Not sure if this has been posted yet - just a quick view of the forums didn't offer anything.
Looks as though you will also need to be a premium member to complete not sure if premium is required to unlock the assignment.

Step 1: Open Internet Explorer (why IE only? no idea)
Step 2: Open the Battle Log and log into your account.
Step 3: Click on Leader boards.
Step 4: Scroll all the way to the bottom and you will see a feint skull on the bottom left.
Step 5: Click the skull and a black screen will open and start running DICE 'code'. 

It will start activating the Phantom Program.

Step 6: You will be prompted to enter a password.
Step 7: The password is..: bumpinthenight

No spaces.

Step 8: Hit the Enter key and you have initiated the Phantom Team Prospect.
Step 9: Click your available assignments and scroll down and you should see a new assignment added at the end of the gold assignments called Phantom Prospect.

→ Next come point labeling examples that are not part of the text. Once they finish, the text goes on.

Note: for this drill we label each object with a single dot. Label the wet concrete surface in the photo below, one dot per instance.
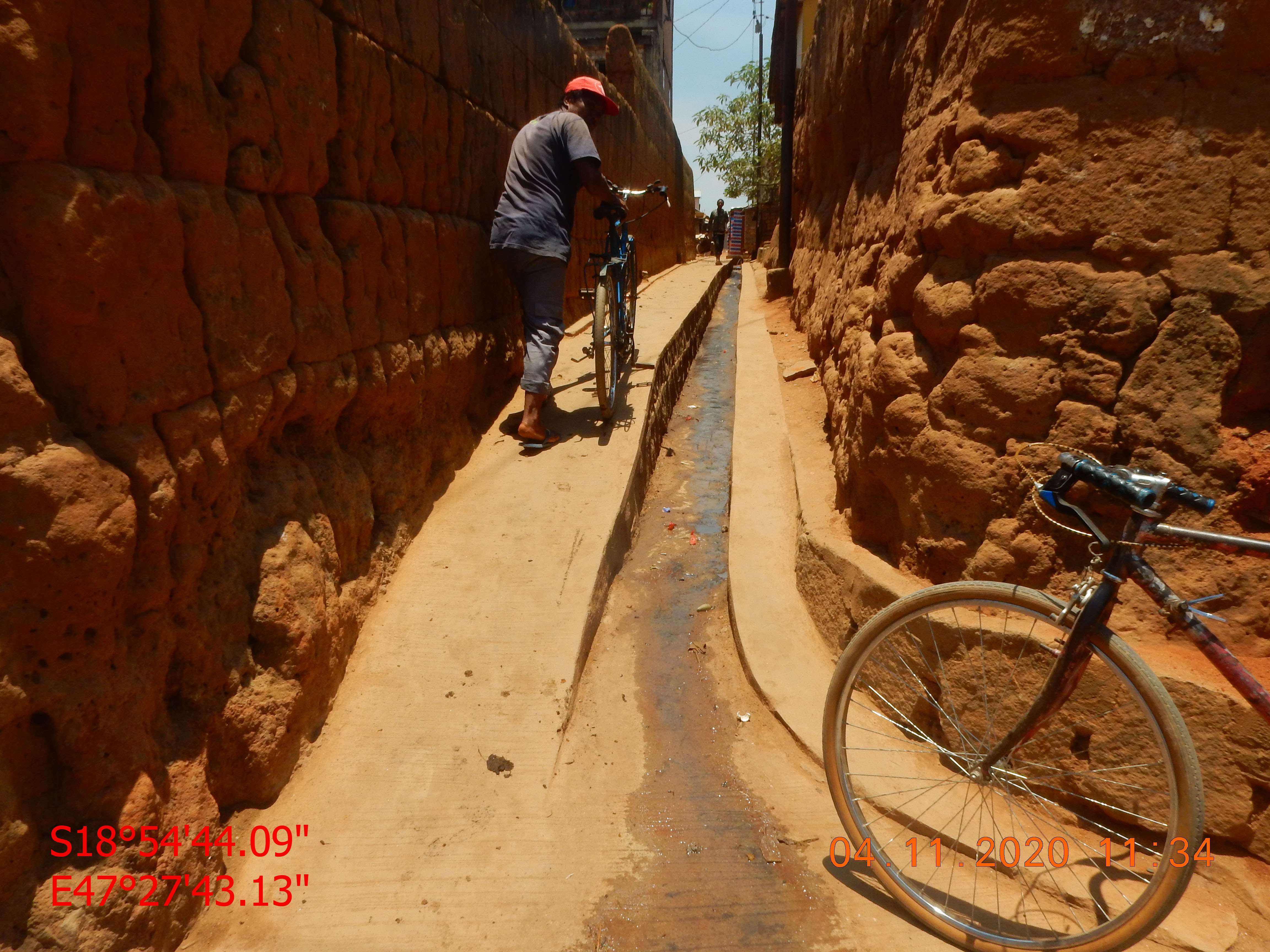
(713, 872)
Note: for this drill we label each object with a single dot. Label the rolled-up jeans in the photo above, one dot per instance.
(540, 282)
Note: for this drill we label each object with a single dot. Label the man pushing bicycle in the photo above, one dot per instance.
(553, 157)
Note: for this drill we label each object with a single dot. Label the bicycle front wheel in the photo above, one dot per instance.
(1081, 841)
(605, 342)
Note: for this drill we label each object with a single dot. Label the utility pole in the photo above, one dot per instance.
(759, 143)
(789, 80)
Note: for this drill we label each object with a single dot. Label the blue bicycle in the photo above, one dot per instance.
(615, 287)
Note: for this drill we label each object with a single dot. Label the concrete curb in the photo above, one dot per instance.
(669, 377)
(785, 658)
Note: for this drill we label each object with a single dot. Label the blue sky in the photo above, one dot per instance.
(699, 74)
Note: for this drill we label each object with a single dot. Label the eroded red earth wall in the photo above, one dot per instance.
(1047, 221)
(248, 331)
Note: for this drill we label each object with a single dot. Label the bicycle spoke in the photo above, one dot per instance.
(925, 706)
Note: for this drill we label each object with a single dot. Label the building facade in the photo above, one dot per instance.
(648, 21)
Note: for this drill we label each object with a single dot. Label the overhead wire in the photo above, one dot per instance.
(712, 49)
(694, 11)
(688, 37)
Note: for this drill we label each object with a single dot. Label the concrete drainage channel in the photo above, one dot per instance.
(671, 372)
(715, 869)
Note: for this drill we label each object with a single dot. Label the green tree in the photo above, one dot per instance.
(728, 139)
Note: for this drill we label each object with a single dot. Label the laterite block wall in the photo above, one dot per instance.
(248, 331)
(1050, 221)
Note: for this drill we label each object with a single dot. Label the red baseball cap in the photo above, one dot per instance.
(592, 86)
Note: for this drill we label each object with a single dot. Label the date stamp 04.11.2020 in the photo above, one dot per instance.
(1034, 852)
(159, 890)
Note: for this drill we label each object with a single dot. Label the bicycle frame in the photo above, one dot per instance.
(1127, 563)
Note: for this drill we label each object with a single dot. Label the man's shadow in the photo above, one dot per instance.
(585, 422)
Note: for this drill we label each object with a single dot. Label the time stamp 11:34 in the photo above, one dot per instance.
(96, 889)
(1037, 852)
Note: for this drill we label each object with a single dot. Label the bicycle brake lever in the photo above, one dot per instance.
(1056, 502)
(1193, 602)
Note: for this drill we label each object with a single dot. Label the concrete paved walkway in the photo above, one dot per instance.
(470, 656)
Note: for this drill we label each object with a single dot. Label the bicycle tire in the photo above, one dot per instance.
(604, 341)
(864, 701)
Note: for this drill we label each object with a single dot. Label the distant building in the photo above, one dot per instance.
(648, 21)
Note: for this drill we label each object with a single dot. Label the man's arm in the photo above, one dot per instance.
(591, 180)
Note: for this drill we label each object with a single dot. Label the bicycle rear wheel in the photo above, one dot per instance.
(1034, 857)
(605, 341)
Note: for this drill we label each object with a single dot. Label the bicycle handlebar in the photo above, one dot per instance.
(606, 211)
(1189, 499)
(1126, 490)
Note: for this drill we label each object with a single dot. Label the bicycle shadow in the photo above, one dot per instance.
(860, 880)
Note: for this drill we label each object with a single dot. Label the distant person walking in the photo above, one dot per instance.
(553, 157)
(719, 229)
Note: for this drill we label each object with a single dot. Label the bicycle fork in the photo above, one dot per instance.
(1072, 661)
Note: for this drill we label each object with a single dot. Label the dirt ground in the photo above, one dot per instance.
(460, 805)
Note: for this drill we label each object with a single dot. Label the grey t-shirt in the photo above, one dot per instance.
(535, 212)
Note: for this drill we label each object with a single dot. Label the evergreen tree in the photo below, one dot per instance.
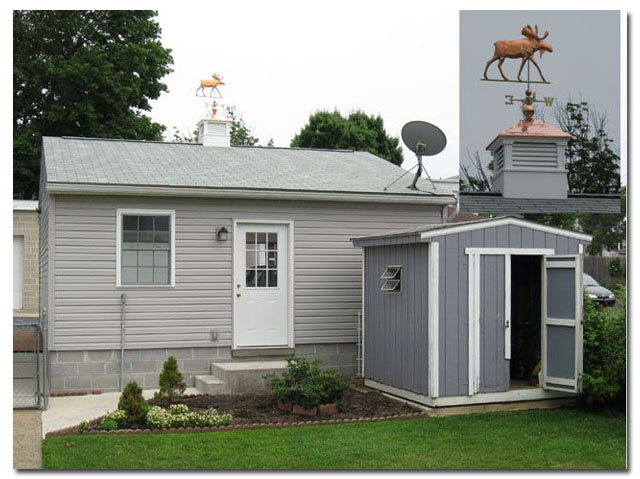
(358, 131)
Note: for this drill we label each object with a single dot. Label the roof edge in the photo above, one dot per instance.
(502, 221)
(311, 195)
(475, 225)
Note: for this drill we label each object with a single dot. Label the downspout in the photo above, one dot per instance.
(123, 302)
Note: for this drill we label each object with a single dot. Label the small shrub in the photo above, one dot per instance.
(119, 416)
(305, 384)
(604, 367)
(109, 425)
(171, 382)
(133, 404)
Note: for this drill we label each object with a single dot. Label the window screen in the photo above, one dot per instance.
(392, 277)
(146, 249)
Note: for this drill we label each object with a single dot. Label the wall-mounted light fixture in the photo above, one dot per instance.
(222, 234)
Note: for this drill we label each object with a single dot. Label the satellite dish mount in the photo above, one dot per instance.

**EDIT** Just wanted to also state that I am not the original person to find this. My friend told me about it and he knows nothing of this website and it only seems to have been released 18-20 hours ago and I wanted to bring it your attentions.

Thanks

----------


## MastaRage

It seems you must be Premium to activate it or even prompt the password.

----------


## snowmaster20

worked, as a premium.

ty!

----------


## Thunderballs

Thanks..

300 300 meter headshots ... hmmm thats going to take some time what with my tourettes and all..

----------


## tzeeth

Working! Thanks.

----------


## loves2spooge

Steps 1-7 working. After that I get:
"Unlock phase 2 initiated... Enter Passcode" I try bumpinthenight but it shows Password incorrect access denied. Under Assignments I have the new Phantom assignment. Not sure if there is more but it is prompting me for a passcode again.

Spooge

----------


## lilmsnaughty

Do this still work ? i cant get it to work?

----------


## bobbish

This still works, password for phase 2 is: epic dream worlds. With spaces included. For the third phase use 24344241893 as password

----------